For young people learning to code and studying how computers work are the best skills to learn.


👤 lfciv
I've been recently thinking of this as similar to Data Warehouses vs a normal Relational Database. The Data Warehouse has a variety of usecases around analytics or marketing where it has replaced RDBs, but for other usecases – especially around your core application transactions – you still need your Database.

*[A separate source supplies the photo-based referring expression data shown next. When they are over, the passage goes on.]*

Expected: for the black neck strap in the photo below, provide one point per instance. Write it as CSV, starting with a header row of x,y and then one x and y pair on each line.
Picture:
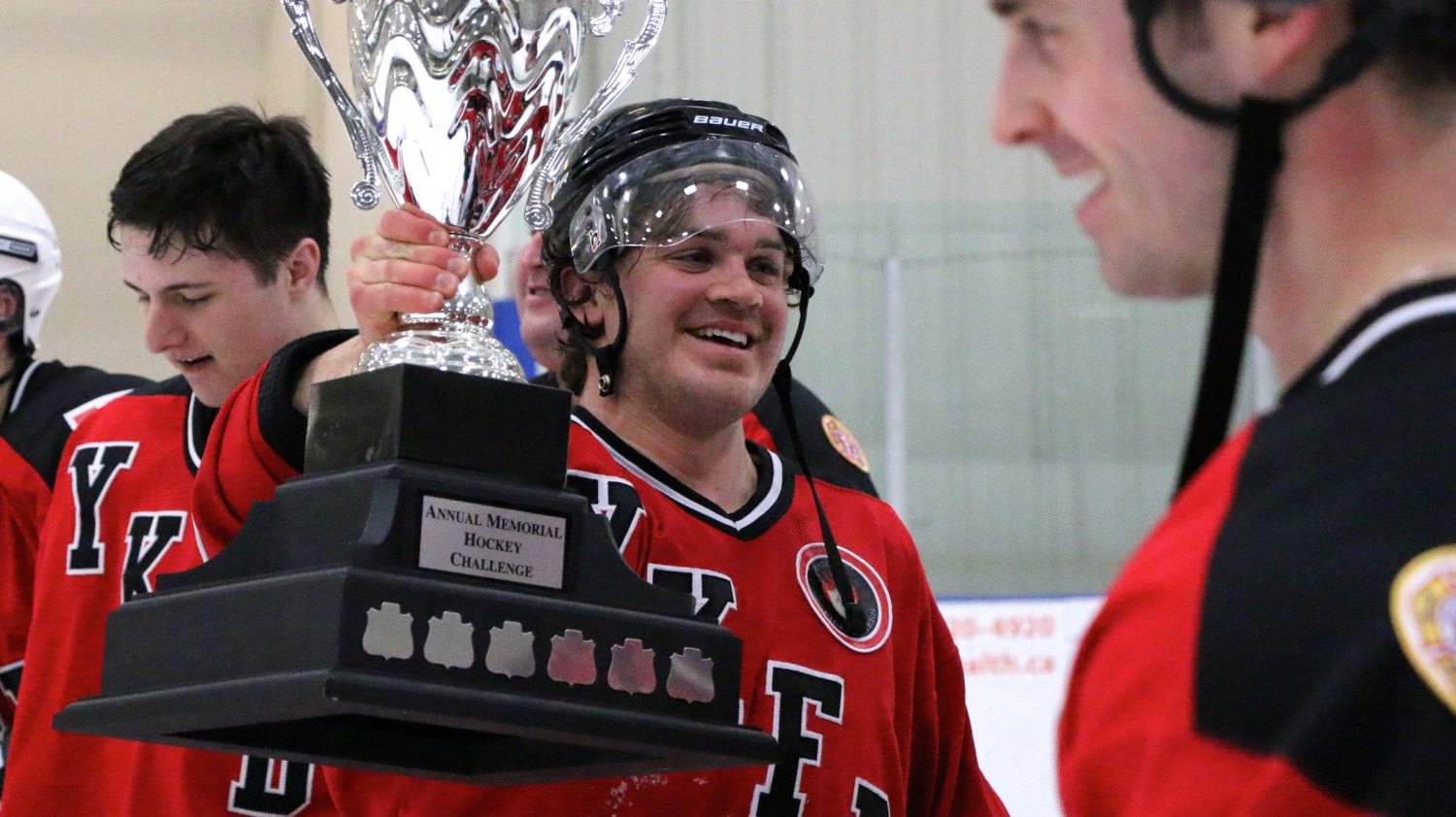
x,y
1257,163
855,624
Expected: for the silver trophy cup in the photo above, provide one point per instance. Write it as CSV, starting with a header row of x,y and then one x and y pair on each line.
x,y
459,107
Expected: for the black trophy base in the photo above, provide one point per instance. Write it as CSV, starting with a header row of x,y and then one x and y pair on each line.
x,y
239,680
396,609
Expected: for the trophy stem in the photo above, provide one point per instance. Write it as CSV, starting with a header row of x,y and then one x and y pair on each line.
x,y
456,338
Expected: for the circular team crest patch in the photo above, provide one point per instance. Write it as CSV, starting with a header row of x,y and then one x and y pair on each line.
x,y
870,592
1423,609
844,441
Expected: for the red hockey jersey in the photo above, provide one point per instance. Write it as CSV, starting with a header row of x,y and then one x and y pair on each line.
x,y
877,724
46,404
118,519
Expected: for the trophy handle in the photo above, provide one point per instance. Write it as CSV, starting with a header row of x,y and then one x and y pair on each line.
x,y
364,192
538,206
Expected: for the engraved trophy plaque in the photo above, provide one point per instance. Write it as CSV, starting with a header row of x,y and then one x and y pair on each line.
x,y
427,598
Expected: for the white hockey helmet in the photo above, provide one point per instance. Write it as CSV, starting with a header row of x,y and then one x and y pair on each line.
x,y
28,255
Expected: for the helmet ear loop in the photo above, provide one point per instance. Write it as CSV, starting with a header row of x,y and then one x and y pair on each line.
x,y
800,282
14,322
609,357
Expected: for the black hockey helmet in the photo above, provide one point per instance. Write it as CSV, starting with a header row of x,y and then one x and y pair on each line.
x,y
634,180
1376,28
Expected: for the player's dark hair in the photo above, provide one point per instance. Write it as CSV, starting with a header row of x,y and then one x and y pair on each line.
x,y
227,180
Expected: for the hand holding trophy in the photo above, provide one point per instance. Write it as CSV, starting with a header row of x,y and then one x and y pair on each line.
x,y
427,598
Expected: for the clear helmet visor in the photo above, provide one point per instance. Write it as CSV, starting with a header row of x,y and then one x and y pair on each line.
x,y
673,194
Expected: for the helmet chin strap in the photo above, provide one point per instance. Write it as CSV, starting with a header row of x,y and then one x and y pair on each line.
x,y
847,604
1257,162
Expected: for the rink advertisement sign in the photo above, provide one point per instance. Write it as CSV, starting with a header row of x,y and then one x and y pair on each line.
x,y
491,542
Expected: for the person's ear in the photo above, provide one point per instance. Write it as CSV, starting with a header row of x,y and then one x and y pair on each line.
x,y
302,267
1275,52
587,299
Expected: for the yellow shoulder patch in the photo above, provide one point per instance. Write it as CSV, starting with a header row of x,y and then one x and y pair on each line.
x,y
844,441
1423,609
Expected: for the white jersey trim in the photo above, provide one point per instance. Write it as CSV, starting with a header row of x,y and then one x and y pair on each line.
x,y
763,507
1385,326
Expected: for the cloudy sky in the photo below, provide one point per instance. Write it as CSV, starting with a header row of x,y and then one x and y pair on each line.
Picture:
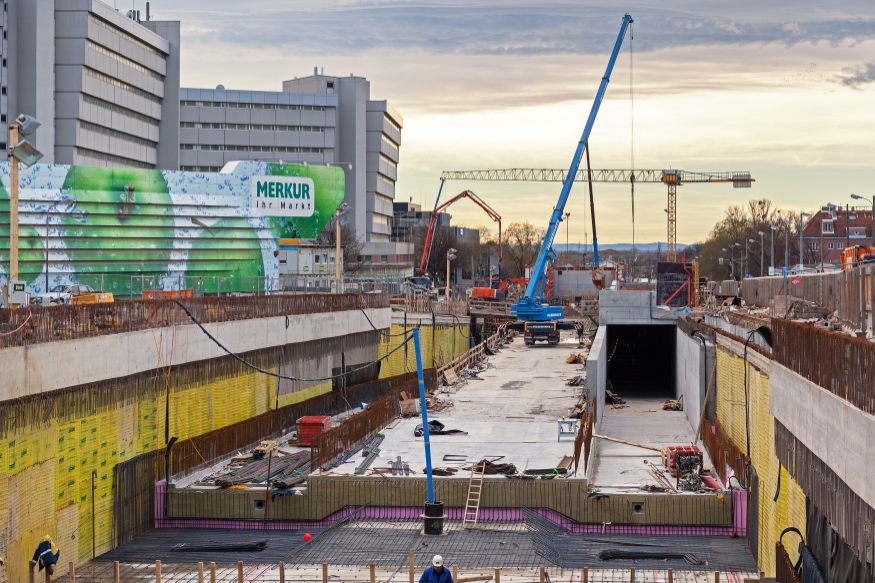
x,y
785,90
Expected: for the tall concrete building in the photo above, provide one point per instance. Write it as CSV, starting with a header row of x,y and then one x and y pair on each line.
x,y
218,126
103,84
369,140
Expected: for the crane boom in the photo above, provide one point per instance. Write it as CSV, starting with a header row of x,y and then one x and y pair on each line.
x,y
529,306
432,223
671,178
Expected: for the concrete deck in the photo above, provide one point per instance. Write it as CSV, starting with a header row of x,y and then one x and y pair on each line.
x,y
641,420
512,412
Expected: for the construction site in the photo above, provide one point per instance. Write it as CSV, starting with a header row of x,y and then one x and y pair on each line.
x,y
573,424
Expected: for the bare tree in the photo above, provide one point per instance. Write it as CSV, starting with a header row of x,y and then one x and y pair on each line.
x,y
349,244
521,244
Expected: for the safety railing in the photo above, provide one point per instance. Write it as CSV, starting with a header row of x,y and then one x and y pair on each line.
x,y
40,324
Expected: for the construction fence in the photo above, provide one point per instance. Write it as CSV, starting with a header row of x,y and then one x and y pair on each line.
x,y
39,324
850,293
59,450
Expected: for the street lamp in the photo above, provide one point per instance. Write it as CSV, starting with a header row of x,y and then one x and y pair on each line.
x,y
762,251
25,153
566,236
858,197
772,267
342,218
451,254
802,242
734,245
746,255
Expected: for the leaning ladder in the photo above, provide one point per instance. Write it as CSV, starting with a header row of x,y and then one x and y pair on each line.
x,y
475,489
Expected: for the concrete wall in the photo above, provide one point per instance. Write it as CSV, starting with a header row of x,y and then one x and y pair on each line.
x,y
596,374
48,367
834,430
631,308
693,371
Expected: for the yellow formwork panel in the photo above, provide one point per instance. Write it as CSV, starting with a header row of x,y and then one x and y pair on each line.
x,y
789,508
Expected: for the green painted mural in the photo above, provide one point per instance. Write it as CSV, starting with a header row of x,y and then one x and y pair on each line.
x,y
120,229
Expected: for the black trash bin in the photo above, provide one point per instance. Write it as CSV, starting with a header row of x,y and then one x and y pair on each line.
x,y
434,518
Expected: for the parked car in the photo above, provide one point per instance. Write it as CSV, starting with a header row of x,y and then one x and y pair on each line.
x,y
67,294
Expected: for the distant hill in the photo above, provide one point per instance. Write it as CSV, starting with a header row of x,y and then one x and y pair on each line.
x,y
649,247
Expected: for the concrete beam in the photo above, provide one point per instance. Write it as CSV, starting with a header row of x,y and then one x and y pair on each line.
x,y
42,368
838,433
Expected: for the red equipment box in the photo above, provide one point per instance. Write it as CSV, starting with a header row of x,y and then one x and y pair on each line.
x,y
311,426
669,453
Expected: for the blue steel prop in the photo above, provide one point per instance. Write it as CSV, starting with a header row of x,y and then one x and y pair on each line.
x,y
424,415
530,306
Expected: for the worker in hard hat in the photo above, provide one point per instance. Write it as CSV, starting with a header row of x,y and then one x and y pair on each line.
x,y
437,573
46,555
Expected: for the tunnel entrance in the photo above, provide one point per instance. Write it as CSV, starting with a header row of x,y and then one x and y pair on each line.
x,y
641,360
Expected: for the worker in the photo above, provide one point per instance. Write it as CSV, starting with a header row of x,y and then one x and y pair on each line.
x,y
46,555
436,573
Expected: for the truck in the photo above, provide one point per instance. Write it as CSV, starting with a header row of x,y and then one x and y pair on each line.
x,y
857,255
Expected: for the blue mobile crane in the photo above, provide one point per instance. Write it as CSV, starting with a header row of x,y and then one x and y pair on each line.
x,y
534,313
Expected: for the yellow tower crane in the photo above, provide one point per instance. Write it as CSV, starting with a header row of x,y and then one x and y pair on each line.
x,y
671,178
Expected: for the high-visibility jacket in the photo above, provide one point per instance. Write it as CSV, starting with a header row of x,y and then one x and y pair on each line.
x,y
46,555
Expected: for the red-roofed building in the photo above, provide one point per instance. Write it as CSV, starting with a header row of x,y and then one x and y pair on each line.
x,y
832,229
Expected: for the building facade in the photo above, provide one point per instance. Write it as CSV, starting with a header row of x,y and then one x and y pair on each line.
x,y
103,85
218,126
831,230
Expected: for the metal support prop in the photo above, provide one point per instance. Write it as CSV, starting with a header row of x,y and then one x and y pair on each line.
x,y
422,406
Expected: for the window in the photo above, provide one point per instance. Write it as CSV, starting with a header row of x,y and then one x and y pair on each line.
x,y
118,109
121,85
123,60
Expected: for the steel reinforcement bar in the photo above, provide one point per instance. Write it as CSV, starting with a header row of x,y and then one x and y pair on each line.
x,y
843,365
36,324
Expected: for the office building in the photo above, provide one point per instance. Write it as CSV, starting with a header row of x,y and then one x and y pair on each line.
x,y
218,126
103,84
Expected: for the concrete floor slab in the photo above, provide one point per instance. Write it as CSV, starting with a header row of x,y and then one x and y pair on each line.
x,y
511,412
641,420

Similarly, if you're doing something like generating medical/therapy notes, or generating SAT questions then GPT is great, but for transactions or cases where exact behavior is a requirement, then you sort of need a discrete set of instructions that only a programming language can provide. You're not going to see payments systems built by GPT in the short term at least.


👤 adamquek
You are still going to know how to code to troubleshoot and know when LLM is gaslighting you. You will also need to know enough to take advantage of all the new APIs that are coming out.

👤 giantg2
I don't even know what I want to do.

Maybe I'd recommend stuff like healthcare since that's going to still need individuals for a long time.


👤 aristofun
You don’t learn programming language for the sake of it. Nobody cares about the language anymore.

You learn to be a software engineer. Language is just one of the obstacles to overcome on your way of delivering value or a product.

Nobody not even most of the people (let alone ai) will do this job for you. And this is what you get paid for. Not for typing compilable letters.


👤 bradhe
Yes, of course. This is a silly question.

👤 mikewarot
I know a little Python... I'm considering taking on a fairly large refactoring job in Python because it's my favorite tool, and there were breaking changes made to the WxWidgets library that it depends on. I'll be using CoPilot to help.

👤 pawelduda
Absolutely yes and I would not rely on ChatGPT for anything more than simple snippets that can be quickly verified.

I think ChatGPT could be helpful with things like: "please convert this function written in language X to language Y in an idiomatic way"


👤 precompute
I don't think foregoing an education just because someone is better than you or that it couldn't make you any money makes sense.